E’ della nostra vita, che si tratta. Raggruppiamoci attorno a Tribuna Libera per aiutare a costruire questa strada.
Lorenzo Varaldo
E’ nel febbraio 2000, al ritorno dalla Conferenza Mondiale di San Francisco per la difesa dell’indipendenza dei sindacati e delle libertà democratiche, che un gruppo di lavoratori di Torino decide di promuovere un nuovo giornale. C’era all’epoca il governo D’Alema, succeduto a Prodi. I lavoratori si trovavano confrontati ad un problema ogni giorno più sconcertante: i partiti storici del movimento operaio portavano avanti un programma di attacchi tipico dell’altra parte politica, la destra. Ma pur disorientati e colpiti, non rinunciavano a battersi, a reagire, ad organizzarsi. Proprio in quei giorni il mondo della scuola scioperava in massa contro il “concorsone” del ministro Berlinguer, facendo risalire dal basso l’unità che i dirigenti sindacali avevano rimesso in causa firmando un accordo e ottenendo il ritiro del provvedimento e addirittura le dimissioni del ministro.
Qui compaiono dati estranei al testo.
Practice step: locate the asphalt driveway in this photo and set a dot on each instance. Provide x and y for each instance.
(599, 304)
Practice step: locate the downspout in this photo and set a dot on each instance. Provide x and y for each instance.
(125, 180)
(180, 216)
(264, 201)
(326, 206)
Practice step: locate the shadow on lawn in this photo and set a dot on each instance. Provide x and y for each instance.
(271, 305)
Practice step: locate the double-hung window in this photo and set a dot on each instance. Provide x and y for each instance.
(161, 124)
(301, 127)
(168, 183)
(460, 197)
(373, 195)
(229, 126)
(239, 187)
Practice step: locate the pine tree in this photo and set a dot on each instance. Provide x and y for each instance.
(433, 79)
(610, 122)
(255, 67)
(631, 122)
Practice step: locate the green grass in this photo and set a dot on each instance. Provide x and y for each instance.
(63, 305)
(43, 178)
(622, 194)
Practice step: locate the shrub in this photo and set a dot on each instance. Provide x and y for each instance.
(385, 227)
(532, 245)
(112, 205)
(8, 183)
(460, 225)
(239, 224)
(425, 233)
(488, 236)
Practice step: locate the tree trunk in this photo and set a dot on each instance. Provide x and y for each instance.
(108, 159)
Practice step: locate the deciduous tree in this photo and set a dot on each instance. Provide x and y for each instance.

Tribuna Libera veniva dunque lanciata per aprire la discussione su questi problemi, sulla rappresentazione politica dei lavoratori, sulla questione dell’indipendenza dei sindacati, sulle responsabilità della situazione nella quale ci si trovava, sul legame di questa situazione con le direttive dell’Unione Europea. Un giornale per discutere, dunque, ma una discussione non fine a se stessa, ma orientata ad agire, a raggrupparsi e confrontarsi sulle lotte, su come affrontare gli ostacoli, che spesso arrivavano dai vertici delle organizzazioni che si richiamano ai lavoratori. Senza mai saltare un mese, Tribuna Libera ha cercato per vent’anni di seguire questa strada. Ripercorrere questo cammino vuol dire ritornare su un percorso che ha visto gli attacchi e gli ostacoli moltiplicarsi, ma anche la resistenza e le mobilitazioni. Vuol dire ritornare sulle discussioni che abbiamo aperto (anche con le liste alle elezioni di Torino), sulla questione di chi rappresenta politicamente i lavoratori e sulle lotte che abbiamo condotto, spesso con altri, sempre per l’unità in difesa delle conquiste della classe operaia e della democrazia.
Infine, vuol dire ritornare a quell’internazionalismo dal quale siamo partiti e al quale siamo sempre rimasti legati. Da Torino, Tribuna Libera ha stabilito dialoghi e contatti in diverse città. Vista la situazione che viviamo, siamo pronti a ripartire. Le nostre colonne sono più aperte che mai.